Richard Meier won the inaugural Picador Poetry Prize in 2010 and had his first collection published by Picador in 2012. This collection, Misadventure, was shortlisted for the Aldeburgh Prize and was a Poetry Book Society recommendation. A second collection, Search Party, followed in 2019. In 2023 Richard retrained as an English language teacher, and has been thoroughly enjoying working with adults to improve their English since that time. His third collection, After the Miracle has recently been published by Happenstance Press. He lives with his daughter and son in North London.
Jocelyn Page is a poet from Connecticut, USA, living in London.

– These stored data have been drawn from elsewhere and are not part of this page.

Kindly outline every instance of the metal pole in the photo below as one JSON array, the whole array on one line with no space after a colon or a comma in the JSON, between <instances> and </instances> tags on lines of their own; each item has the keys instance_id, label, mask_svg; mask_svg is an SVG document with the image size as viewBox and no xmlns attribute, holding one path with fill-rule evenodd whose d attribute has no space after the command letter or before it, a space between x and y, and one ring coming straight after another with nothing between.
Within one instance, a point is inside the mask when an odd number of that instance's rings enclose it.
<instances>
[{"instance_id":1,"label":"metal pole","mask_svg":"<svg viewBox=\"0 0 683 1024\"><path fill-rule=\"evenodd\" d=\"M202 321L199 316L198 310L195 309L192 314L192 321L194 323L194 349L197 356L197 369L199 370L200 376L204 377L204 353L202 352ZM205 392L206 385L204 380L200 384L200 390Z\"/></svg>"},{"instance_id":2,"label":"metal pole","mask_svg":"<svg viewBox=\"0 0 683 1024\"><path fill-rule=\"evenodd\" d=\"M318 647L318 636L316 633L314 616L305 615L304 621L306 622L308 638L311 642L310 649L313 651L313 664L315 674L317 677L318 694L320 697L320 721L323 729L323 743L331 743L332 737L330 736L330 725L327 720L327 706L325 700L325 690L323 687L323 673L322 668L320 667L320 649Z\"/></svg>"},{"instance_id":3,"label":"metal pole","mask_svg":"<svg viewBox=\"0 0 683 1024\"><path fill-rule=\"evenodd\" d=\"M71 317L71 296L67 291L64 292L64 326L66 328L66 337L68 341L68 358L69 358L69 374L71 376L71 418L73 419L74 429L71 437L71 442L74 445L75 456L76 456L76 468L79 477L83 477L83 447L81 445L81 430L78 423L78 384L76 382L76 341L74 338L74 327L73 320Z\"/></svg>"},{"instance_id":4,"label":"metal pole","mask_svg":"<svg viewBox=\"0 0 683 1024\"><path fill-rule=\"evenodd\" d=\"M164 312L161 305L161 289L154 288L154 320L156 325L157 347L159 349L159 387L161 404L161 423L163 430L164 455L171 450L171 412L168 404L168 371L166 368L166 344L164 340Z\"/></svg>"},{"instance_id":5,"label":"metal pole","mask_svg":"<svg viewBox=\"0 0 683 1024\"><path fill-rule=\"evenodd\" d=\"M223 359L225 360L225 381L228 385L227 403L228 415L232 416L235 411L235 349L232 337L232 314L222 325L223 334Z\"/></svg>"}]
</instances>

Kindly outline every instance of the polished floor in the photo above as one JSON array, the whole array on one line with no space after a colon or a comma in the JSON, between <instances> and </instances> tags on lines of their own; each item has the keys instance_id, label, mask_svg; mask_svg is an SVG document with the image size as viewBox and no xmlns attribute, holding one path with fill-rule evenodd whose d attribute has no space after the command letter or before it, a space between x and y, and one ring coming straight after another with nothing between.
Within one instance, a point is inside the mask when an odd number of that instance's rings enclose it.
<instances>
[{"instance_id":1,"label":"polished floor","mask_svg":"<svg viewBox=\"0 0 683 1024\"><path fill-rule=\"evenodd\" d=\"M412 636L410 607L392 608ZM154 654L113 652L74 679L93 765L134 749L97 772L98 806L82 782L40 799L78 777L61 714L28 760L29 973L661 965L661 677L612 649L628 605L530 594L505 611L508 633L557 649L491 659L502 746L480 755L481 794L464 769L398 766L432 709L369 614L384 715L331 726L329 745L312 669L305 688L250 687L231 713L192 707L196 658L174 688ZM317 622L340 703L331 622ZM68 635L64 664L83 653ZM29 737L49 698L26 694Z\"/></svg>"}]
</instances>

She teaches English and Creative Writing at Goldsmiths College and the University of London, and is Resident Creative Consultant on the ‘Just Poetry’ project at Greenpeace, CJL. Jocelyn’s publications include You’ve Got to Wait Till the Man You Trust Says Go (argent press, 2016) – winner of the Goldsmiths’ Writer Centre’s inaugural Poetry Pamphlet award, and smithereens (tall-lighthouse press, 2010). She is co-chair of the National Association of Writers in Education.
Kelley Swain is a PhD candidate in Creative Writing (poetry) at the University of Tasmania, with an MSc in Medical Humanities from King’s College London. She is the author of poetry collections Darwin’s Microscope, Atlantic, and Opera di Cera, and a contributor to Guests of Time, an anthology written for the first poetry residency at the Oxford University Museum of Natural History. Poems from the 10th anniversary edition of Darwin’s Microscope were adapted to the song cycle, Endless Forms Most Beautiful. Kelley is also a novelist and contributor to art & health essays and criticism in The Lancet, where she has over 100 publications.
Sarah Westcott is a poet, originally from Devon. She has published three pamphlets and two full collections – Slant Light and Bloom (Pavilion Poetry, Liverpool University Press). Her latest pamphlet is Almanac – hand-stitched and published by Coast to Coast to Coast. Sarah is currently researching and writing inter-species poetry as part of a PhD at the University of Birmingham. She has been working with tadpoles, bats and nightingales to co-create poems that explore the interesting spaces where human and more than human intersect.